4th Minister of Interior of Principality of Montenegro
- In office 24 November 1906 – 17 April 1907
- Monarch: Nicholas I
- Prime Minister: Marko Radulović Andrija Radović
- Preceded by: Labud Gojnić
- Succeeded by: Lakić Vojvodić

5th Vice president of the Popular Assembly of Kingdom of Montenegro
- In office 27 April 1914 – 12 December 1915
- Monarch: Nicholas I
- President of the Popular Assembly: Milo Dožić
- Preceded by: Gavrilo Cerović
- Succeeded by: Petar Plamenac

Leader of the People's Party
- In office 1905–1919 Serving with Andrija Radović and Marko Radulović

Leader of the Montenegrin Federalist Party
- In office 1923–1945 Serving with Krsto Popović and Sekula Drljević

Personal details
- Born: 1874 Kuči, Principality of Montenegro
- Died: 1949 (aged 74–75) Herceg Novi, PR Montenegro, FPR Yugoslavia
- Citizenship: Montenegro

= Mihailo Ivanović (politician) =

Montenegrin politician (1874–1949)

Mihailo Ivanović (Михаило Ивановић; Kuči 1874 – Herceg Novi 1949) was a Montenegrin politician in the early 20th century. He was one of the leaders of the People's Party (known as klubaši) from 1906 to 1918. After unification, he was disappointed and had become an important leader of the Montenegrin Federalist Party in the assembly of the Kingdom of Serbs, Croats and Slovenes, and an Axis power collaborator.

==Biography==
During his studies in Belgrade in 1899 he was deported from Serbia with a group of Montenegrins on the grounds that they had prepared a terrorist act. He graduated from the Faculty of Law at the University of Zagreb and returned to Montenegro where he worked in the court in Nikšić. Later he became a member of the High Court in the Kingdom of Montenegro.
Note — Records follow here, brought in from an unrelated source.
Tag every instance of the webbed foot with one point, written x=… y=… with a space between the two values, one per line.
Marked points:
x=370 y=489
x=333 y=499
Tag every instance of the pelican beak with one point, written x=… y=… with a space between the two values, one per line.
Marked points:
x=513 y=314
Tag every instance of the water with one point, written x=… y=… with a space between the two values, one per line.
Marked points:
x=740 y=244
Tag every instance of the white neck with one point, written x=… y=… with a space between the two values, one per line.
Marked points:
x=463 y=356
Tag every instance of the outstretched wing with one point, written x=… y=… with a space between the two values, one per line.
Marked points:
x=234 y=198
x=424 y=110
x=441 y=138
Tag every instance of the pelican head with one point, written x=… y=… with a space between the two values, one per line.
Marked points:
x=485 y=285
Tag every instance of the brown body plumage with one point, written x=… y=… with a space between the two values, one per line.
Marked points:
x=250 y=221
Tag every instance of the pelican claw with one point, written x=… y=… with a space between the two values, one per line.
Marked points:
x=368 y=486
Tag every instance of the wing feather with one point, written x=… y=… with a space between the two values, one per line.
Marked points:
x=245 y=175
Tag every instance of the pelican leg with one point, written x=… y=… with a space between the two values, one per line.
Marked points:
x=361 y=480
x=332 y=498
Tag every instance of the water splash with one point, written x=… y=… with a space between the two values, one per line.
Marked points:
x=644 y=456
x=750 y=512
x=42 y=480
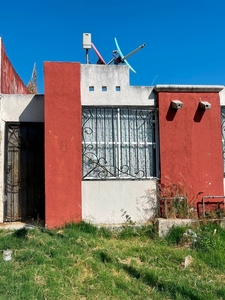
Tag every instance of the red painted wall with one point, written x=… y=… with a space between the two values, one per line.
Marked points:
x=63 y=143
x=190 y=143
x=10 y=82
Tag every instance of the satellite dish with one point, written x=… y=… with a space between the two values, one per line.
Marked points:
x=121 y=58
x=118 y=57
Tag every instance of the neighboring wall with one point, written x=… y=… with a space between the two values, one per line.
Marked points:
x=190 y=140
x=109 y=201
x=16 y=108
x=63 y=143
x=10 y=82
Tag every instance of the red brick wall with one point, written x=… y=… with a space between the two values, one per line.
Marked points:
x=63 y=143
x=10 y=81
x=190 y=143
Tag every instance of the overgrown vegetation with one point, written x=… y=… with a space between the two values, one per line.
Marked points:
x=81 y=261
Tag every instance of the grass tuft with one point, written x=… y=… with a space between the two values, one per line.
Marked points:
x=81 y=261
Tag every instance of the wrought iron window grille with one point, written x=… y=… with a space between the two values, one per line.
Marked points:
x=119 y=143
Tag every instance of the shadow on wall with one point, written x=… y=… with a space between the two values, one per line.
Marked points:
x=147 y=206
x=34 y=111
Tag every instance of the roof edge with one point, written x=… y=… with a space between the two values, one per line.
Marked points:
x=188 y=88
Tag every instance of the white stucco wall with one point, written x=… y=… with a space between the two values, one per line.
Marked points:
x=103 y=202
x=22 y=108
x=16 y=108
x=99 y=76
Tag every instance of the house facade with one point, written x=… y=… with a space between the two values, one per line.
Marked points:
x=95 y=148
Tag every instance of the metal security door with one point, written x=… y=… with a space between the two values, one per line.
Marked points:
x=24 y=172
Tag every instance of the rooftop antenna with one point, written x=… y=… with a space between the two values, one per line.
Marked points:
x=87 y=44
x=118 y=57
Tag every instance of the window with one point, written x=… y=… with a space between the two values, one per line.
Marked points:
x=118 y=143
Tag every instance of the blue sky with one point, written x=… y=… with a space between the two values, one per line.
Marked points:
x=185 y=40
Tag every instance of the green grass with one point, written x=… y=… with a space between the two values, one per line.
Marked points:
x=81 y=261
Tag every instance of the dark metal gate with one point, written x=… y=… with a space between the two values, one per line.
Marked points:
x=24 y=172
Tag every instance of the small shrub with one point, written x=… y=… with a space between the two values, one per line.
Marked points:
x=175 y=235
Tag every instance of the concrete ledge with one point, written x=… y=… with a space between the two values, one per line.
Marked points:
x=165 y=225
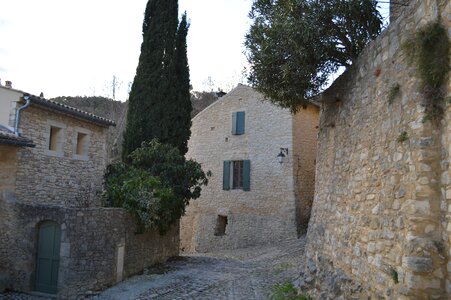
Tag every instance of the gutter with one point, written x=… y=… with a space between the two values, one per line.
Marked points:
x=16 y=124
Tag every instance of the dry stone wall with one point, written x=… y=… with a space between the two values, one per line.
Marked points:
x=382 y=206
x=90 y=243
x=305 y=136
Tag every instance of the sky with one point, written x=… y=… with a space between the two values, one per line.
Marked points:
x=74 y=48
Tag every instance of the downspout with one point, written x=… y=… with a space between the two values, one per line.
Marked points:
x=16 y=124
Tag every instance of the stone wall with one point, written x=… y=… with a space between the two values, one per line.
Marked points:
x=264 y=214
x=305 y=135
x=107 y=108
x=90 y=243
x=8 y=167
x=59 y=178
x=382 y=204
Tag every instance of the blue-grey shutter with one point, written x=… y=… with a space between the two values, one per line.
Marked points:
x=226 y=176
x=240 y=120
x=234 y=123
x=246 y=175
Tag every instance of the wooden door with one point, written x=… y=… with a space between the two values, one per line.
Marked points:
x=48 y=255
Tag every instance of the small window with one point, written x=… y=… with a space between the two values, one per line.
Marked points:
x=236 y=175
x=238 y=122
x=82 y=144
x=221 y=224
x=237 y=178
x=55 y=140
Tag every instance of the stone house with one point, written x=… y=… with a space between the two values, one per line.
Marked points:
x=55 y=236
x=251 y=198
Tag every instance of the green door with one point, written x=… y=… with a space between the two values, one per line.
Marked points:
x=47 y=261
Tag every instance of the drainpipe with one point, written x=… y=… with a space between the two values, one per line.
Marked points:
x=16 y=125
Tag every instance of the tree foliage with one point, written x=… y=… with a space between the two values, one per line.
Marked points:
x=294 y=45
x=159 y=102
x=156 y=186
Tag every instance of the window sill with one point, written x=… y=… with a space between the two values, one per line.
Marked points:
x=81 y=157
x=54 y=153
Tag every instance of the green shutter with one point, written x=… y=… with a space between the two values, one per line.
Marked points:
x=247 y=175
x=238 y=121
x=226 y=176
x=234 y=123
x=240 y=117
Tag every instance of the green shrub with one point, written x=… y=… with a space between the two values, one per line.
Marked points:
x=403 y=136
x=156 y=186
x=428 y=50
x=286 y=291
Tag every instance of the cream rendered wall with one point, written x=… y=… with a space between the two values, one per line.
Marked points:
x=264 y=214
x=8 y=101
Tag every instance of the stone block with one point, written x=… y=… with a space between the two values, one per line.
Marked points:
x=417 y=264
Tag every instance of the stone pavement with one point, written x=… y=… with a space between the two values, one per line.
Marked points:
x=248 y=273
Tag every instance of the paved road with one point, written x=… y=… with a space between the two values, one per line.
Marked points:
x=248 y=273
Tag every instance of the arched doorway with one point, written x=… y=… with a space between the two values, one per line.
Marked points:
x=47 y=259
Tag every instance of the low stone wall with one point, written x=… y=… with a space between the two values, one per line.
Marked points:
x=382 y=206
x=95 y=244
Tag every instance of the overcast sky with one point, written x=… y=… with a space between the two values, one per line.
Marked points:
x=74 y=47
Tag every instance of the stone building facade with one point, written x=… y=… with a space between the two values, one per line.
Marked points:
x=55 y=236
x=251 y=198
x=382 y=209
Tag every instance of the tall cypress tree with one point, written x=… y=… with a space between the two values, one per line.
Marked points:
x=154 y=109
x=182 y=112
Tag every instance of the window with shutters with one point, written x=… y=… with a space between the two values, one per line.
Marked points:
x=56 y=135
x=236 y=175
x=221 y=224
x=238 y=122
x=237 y=178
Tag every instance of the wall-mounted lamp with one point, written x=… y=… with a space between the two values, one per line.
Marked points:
x=283 y=152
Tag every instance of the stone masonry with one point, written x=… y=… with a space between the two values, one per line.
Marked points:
x=272 y=209
x=382 y=207
x=90 y=255
x=99 y=246
x=59 y=180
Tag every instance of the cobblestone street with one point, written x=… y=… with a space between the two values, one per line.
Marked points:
x=248 y=273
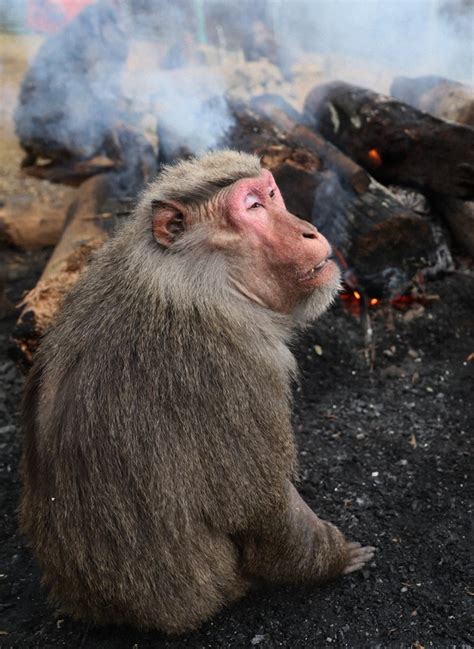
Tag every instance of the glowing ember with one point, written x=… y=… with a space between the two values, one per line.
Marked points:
x=374 y=158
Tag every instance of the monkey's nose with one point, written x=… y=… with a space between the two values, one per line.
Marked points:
x=310 y=232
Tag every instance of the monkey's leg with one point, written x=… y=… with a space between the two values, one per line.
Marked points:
x=296 y=545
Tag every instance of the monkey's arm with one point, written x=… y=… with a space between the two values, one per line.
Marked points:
x=295 y=544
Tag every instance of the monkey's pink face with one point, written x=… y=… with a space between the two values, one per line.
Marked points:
x=277 y=259
x=285 y=258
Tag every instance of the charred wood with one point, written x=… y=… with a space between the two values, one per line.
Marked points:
x=438 y=96
x=89 y=222
x=31 y=228
x=453 y=101
x=70 y=97
x=395 y=142
x=72 y=172
x=381 y=244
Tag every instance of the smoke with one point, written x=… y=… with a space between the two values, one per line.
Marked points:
x=189 y=53
x=408 y=37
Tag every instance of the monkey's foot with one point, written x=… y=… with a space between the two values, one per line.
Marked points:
x=357 y=557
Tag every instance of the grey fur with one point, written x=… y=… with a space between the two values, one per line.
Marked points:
x=159 y=452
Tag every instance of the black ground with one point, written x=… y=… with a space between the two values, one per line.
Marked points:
x=385 y=455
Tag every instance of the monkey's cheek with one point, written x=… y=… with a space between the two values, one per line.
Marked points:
x=328 y=274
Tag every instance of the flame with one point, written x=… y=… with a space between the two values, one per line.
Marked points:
x=374 y=158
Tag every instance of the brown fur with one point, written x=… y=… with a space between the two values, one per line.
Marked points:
x=159 y=452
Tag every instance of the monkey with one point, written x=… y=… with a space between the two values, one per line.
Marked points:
x=159 y=460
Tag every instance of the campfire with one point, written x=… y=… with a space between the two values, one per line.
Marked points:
x=389 y=179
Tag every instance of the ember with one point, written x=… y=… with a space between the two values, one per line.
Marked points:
x=374 y=158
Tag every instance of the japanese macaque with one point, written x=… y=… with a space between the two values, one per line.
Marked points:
x=159 y=455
Ivanović became a believer in Montenegrin unity with Serbia and in 1912 moved to Belgrade. He stayed there until king Nicholas I amnestied him and he returned once more to Montenegro. After the Podgorica Assembly he became a member of the Montenegrin Federalist Party. He was elected to the National Assembly in 1923, 1925, and 1927.

With the establishment of "an independent Montenegro" during World War II under the patronage of Fascist Italy, he participated in the St. Peter's Day Parliament which was to announce a new Montenegrin government. After the war, he lost his citizen's rights under the communist regime for having collaborated with the Italians.